Many Zimbabweans are hungry and are reduced to two rather poor meals a day, but they are not starving - yet.

Rather than getting worse, the economy has shown a small improvement in recent months, although inflation is still out of control. Last year Zimbabwe's rate of inflation ran at 640 per cent and according to a waiter who served me recently, the price of the steak I ordered had trebled in the past few weeks.

Shops have numerous products to sell but the type of currency one can use varies. The US dollar has taken precedence over all others, with the local Zimbabwean dollar having lost value dramatically.

One could get Zim $6,500 for a single US dollar on the official exchange rate yesterday, but if you bought on the black market the former amount jumped to nearly 11,000 in some instances.

But the real tragedy engulfing Zimbabwe is not manifesting itself in a political or economic form.

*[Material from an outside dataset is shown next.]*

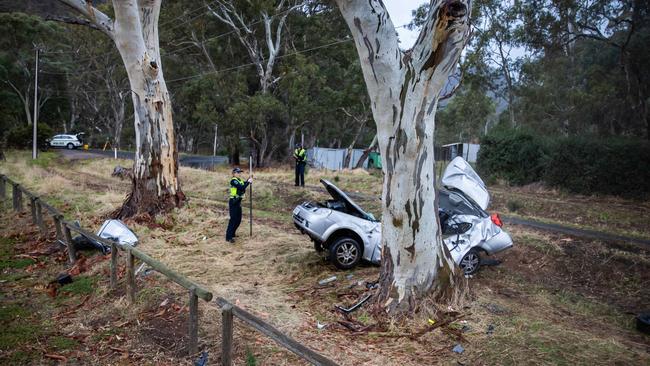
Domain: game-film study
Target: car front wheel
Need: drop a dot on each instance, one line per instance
(471, 262)
(345, 253)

One in four Zimbabweans has contracted the Aids virus and they have no access to the anti-retroviral medicines that help to prolong the life of a sufferer.

At a cemetery in Bulawayo I attended during the week, the graves of the Aids victims stretched on and on. Funeral processions to and from the graveyard were omnipresent, and the spectre of death which hangs over the greater population is difficult to miss.